Voici la lettre que Bernard Stiegler a fait parvenir au tribunal lors du procès en appel du 3 avril 2012 pour témoigner en faveur des 8 militants poursuivis.


Pour la troisième fois je témoigne en faveur du collectif des déboulonneurs – et je suis plus convaincu que jamais que la démarche de ce groupe de citoyens est non seulement légitime, mais nécessaire.

Depuis que j’ai fourni un courrier joint à celui-ci qui attestait des effets nuisibles d’une pratique irraisonnée et incontrôlée de la publicité, de nouveaux éléments sont en effet malheureusement apparus, qui nourrissent ce dossier en faisant apparaître une sérieuse aggravation de la situation.

Celle-ci a été bien décrite par le neurophysiologiste Michel Desmurget, directeur de recherche à l’Inserm, dans un ouvrage de vulgarisation paru sous le titre TV-Lobotomie. En outre, le pédopsychiatre Bruno Harlé a également fourni dans les médias audiovisuels (cf par exemple une émission de la radio RFI) des éléments cliniques très clairs qui attestent des menaces qui pèsent sur le développement mental et moral des enfants en particulier du fait du laisser-aller qui s’est imposé face aux médias et à leur principal vecteur, la publicité.
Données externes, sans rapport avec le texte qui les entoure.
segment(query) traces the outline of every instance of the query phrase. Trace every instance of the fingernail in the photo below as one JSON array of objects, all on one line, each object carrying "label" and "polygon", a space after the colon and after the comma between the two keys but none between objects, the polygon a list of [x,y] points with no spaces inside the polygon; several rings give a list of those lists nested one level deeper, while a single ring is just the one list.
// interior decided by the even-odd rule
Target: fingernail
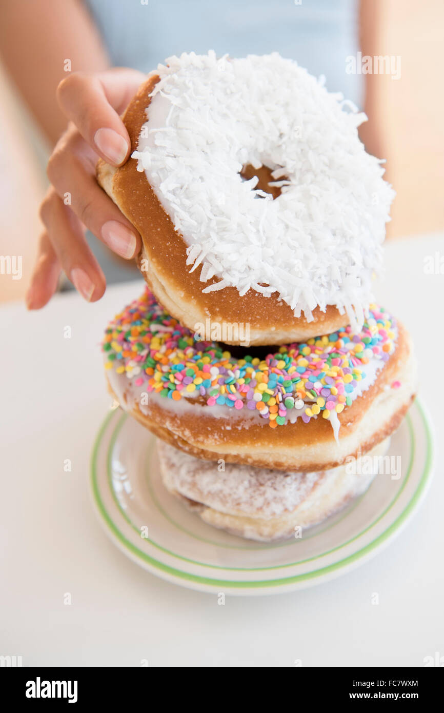
[{"label": "fingernail", "polygon": [[80,292],[86,302],[91,302],[94,292],[94,284],[86,272],[81,267],[74,267],[71,272],[71,280],[77,292]]},{"label": "fingernail", "polygon": [[128,153],[128,144],[114,129],[98,129],[94,135],[94,143],[99,151],[111,163],[120,164]]},{"label": "fingernail", "polygon": [[102,226],[102,237],[108,247],[127,260],[135,252],[135,235],[118,220],[108,220]]}]

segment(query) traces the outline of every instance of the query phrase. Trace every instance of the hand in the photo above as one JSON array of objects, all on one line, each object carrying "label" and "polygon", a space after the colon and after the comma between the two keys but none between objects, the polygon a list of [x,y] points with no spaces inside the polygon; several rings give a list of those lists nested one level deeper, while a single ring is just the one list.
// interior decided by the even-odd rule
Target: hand
[{"label": "hand", "polygon": [[44,231],[26,295],[28,309],[38,309],[51,299],[62,270],[85,299],[102,297],[105,276],[88,245],[86,229],[127,260],[139,252],[140,237],[98,185],[95,165],[99,156],[113,166],[127,160],[130,138],[119,113],[145,78],[121,68],[73,73],[58,85],[57,98],[69,123],[48,163],[52,185],[40,210]]}]

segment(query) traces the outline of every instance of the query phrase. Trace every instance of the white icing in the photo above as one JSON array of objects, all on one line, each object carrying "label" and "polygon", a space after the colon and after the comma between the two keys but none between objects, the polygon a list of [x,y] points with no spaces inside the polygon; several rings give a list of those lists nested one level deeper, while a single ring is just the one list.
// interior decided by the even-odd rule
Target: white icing
[{"label": "white icing", "polygon": [[[393,327],[392,331],[394,334],[393,344],[396,343],[398,330]],[[106,361],[106,355],[105,356]],[[348,394],[351,399],[351,401],[355,401],[358,396],[362,396],[373,384],[374,384],[378,374],[384,367],[386,362],[381,359],[378,359],[373,355],[368,364],[363,366],[363,371],[366,376],[356,383],[353,391]],[[137,405],[139,409],[145,416],[148,416],[150,412],[150,404],[157,403],[162,409],[166,409],[172,414],[181,416],[184,414],[194,413],[199,419],[210,416],[215,419],[220,419],[226,421],[226,424],[222,426],[222,429],[229,430],[232,428],[248,429],[252,423],[258,421],[267,421],[268,419],[263,419],[259,412],[255,409],[250,411],[244,406],[243,409],[237,410],[229,409],[223,405],[220,406],[215,404],[209,406],[197,402],[199,396],[197,391],[183,392],[182,398],[180,401],[175,401],[172,399],[167,399],[160,396],[155,391],[148,392],[146,382],[137,386],[135,384],[135,376],[134,378],[128,379],[125,374],[118,374],[115,367],[107,371],[108,378],[110,386],[114,391],[118,400],[123,408],[126,411],[131,411]],[[240,395],[239,395],[240,397]],[[291,424],[296,422],[304,414],[307,406],[310,406],[312,402],[306,401],[304,402],[304,406],[300,409],[290,409],[286,412],[286,420]],[[347,406],[346,406],[346,409]],[[321,418],[314,416],[312,418]],[[341,424],[336,411],[331,411],[328,419],[333,429],[335,440],[339,443],[339,434]],[[264,424],[264,425],[266,425]],[[281,426],[282,427],[282,426]],[[284,426],[283,426],[284,427]]]},{"label": "white icing", "polygon": [[[277,292],[308,319],[334,304],[358,331],[394,195],[358,138],[365,115],[277,53],[167,61],[133,156],[188,265],[219,278],[204,292]],[[242,180],[248,163],[286,177],[276,200]]]}]

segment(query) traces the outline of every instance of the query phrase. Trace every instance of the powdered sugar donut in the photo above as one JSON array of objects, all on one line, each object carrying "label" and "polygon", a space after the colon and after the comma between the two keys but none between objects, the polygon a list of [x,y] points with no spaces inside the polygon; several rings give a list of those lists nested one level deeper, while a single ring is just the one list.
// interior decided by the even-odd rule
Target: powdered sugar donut
[{"label": "powdered sugar donut", "polygon": [[[383,456],[390,438],[368,453]],[[349,464],[314,473],[286,473],[189,456],[158,441],[163,484],[192,512],[214,527],[250,540],[272,542],[294,537],[295,528],[316,525],[367,490],[376,470],[358,474]],[[377,469],[377,468],[376,468]]]},{"label": "powdered sugar donut", "polygon": [[230,350],[197,340],[145,290],[110,322],[103,349],[112,394],[160,438],[280,470],[365,453],[398,426],[416,387],[408,334],[376,304],[358,334]]},{"label": "powdered sugar donut", "polygon": [[364,119],[278,54],[160,66],[124,116],[133,158],[98,176],[168,312],[248,324],[252,344],[359,329],[393,195]]}]

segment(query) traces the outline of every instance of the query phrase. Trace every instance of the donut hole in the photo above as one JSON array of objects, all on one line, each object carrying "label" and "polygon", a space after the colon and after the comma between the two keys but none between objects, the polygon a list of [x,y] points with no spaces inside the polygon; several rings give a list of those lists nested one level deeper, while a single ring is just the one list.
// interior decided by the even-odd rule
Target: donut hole
[{"label": "donut hole", "polygon": [[[277,198],[281,195],[281,188],[278,185],[270,185],[277,180],[287,180],[287,177],[282,175],[282,170],[279,170],[279,178],[274,178],[272,174],[276,169],[270,168],[269,166],[262,165],[259,168],[254,168],[251,163],[247,163],[240,172],[241,178],[244,180],[249,180],[256,176],[258,178],[257,185],[255,190],[258,189],[264,191],[264,193],[269,193],[273,196],[273,200]],[[258,198],[263,198],[263,195],[259,195]]]},{"label": "donut hole", "polygon": [[262,361],[269,354],[277,354],[279,350],[279,345],[241,347],[237,344],[226,344],[223,342],[220,342],[218,344],[223,352],[229,352],[232,356],[237,359],[252,356],[252,359],[259,359]]}]

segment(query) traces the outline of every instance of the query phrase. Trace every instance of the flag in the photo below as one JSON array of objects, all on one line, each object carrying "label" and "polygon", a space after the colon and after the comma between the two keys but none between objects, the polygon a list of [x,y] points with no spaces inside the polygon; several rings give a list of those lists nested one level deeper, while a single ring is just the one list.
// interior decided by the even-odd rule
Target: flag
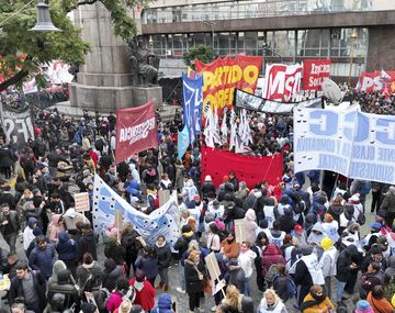
[{"label": "flag", "polygon": [[193,143],[202,127],[203,76],[195,79],[182,74],[183,124]]},{"label": "flag", "polygon": [[115,163],[158,146],[154,102],[116,110]]},{"label": "flag", "polygon": [[178,143],[177,143],[177,150],[178,150],[178,158],[181,159],[185,154],[189,145],[191,143],[190,132],[188,131],[187,125],[182,128],[182,131],[178,132]]},{"label": "flag", "polygon": [[150,245],[158,236],[165,236],[172,247],[179,236],[177,193],[149,215],[136,210],[111,189],[98,175],[94,176],[93,226],[94,233],[104,234],[105,227],[114,223],[114,212],[122,212],[124,222],[131,222],[135,231]]}]

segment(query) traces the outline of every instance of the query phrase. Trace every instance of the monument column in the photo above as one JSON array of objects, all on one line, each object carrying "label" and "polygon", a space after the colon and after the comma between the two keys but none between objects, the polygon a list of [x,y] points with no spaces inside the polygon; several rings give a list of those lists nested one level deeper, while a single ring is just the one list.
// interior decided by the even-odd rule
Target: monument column
[{"label": "monument column", "polygon": [[[128,46],[115,36],[105,7],[101,2],[79,7],[75,23],[81,27],[81,36],[91,45],[91,52],[79,69],[78,82],[70,85],[71,107],[105,113],[144,104],[146,99],[137,98],[134,92]],[[160,94],[153,93],[148,100],[160,105],[161,89]]]}]

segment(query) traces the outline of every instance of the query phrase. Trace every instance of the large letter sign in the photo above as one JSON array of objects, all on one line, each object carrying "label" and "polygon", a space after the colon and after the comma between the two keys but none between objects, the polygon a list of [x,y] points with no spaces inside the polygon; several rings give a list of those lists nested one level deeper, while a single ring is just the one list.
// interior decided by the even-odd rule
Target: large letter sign
[{"label": "large letter sign", "polygon": [[350,109],[294,111],[295,171],[326,169],[395,183],[395,116]]}]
Après que la captation massive du temps de cerveau disponible ait tétanisé la conscience et segmenté les marchés en visant notamment la jeunesse, à tel point que le journal Le Monde du 8 octobre 2011 titrait Télévision : attention, danger, le neuromarketing exploite désormais l’imagerie cérébrale pour solliciter directement les automatismes comportementaux basés sur les couches basses du système nerveux central – que l’on a dit « reptiliennes » parce qu’elles déterminent les comportements les plus primaires des êtres vivants. Il s’agit ainsi de court-circuiter les facultés réflexives et inhibitrices élaborées à travers les interactions entre le néocortex et la société, c’est à dire dans le dialogue entre les générations fondé sur des millénaires de culture et de civilité, et que l’éducation récapitule et inscrit dans notre plasticité cérébrale.
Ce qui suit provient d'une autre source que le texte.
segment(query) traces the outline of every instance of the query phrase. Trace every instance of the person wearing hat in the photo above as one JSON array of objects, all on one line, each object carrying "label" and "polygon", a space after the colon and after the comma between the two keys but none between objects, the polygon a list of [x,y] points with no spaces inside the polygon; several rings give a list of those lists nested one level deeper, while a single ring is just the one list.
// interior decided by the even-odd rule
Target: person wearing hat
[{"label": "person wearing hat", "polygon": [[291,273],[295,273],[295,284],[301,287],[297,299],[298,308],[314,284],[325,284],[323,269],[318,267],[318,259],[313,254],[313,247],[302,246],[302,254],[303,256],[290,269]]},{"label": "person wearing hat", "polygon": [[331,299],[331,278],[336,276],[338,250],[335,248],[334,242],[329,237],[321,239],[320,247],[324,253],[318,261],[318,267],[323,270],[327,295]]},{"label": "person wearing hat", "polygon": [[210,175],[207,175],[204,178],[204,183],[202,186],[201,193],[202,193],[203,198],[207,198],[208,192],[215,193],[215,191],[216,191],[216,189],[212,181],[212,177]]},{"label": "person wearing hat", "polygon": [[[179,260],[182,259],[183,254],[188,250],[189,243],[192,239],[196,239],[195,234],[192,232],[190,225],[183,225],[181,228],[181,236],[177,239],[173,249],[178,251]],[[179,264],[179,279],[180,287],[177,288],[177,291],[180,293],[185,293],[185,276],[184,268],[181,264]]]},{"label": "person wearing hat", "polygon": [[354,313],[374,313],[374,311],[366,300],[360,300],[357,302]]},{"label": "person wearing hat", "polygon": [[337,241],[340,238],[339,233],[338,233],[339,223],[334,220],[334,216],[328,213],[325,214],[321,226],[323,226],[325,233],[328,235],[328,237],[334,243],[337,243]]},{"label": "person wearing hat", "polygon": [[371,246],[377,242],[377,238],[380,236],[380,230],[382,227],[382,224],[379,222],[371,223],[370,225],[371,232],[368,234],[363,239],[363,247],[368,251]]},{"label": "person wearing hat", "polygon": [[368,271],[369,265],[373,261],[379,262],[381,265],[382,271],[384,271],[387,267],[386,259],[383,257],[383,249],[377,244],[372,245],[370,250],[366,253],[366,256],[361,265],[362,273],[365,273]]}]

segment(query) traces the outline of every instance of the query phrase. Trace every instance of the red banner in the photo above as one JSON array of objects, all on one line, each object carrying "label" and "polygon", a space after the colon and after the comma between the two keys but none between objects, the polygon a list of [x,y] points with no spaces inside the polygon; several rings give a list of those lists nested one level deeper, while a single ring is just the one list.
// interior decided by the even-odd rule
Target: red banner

A la différence des reptiles et plus généralement des formes de vie animale non technique, les êtres techniques et cependant non-inhumains que nous tentons d’être encore en ces temps de détresse n’ont pas d’instinct : ils ont des pulsions. Celles-ci sont plastiques tout comme le système cérébral humain est caractérisé par son extrême plasticité, et elles constituent des énergies qui, par l’éducation, peuvent être détournées de leurs buts et transformées en investissements sociaux – c’est à dire en attention, en respect et en civilité.

Seule l’éducation permet d’inverser le signe de la pulsion automatique en la canalisant et en l’investissant dans des relations sociales. Parce qu’ils sont éducables et transformables en puissances de l’esprit luttant contre l’instinct destructeur qui gouverne la lutte pour la vie entre les bêtes, c’est à dire dans la loi de la jungle, les automatismes lovés dans nos cerveaux « reptiliens », qui ne sont donc pas de simples instincts, peuvent toujours être « détournés de leurs buts » et ainsi inverser leur signe : de destructeurs, ils peuvent devenir protecteurs de ce qui fait que la vie vaut la peine d’être vécue, c’est à dire n’est pas inhumaine.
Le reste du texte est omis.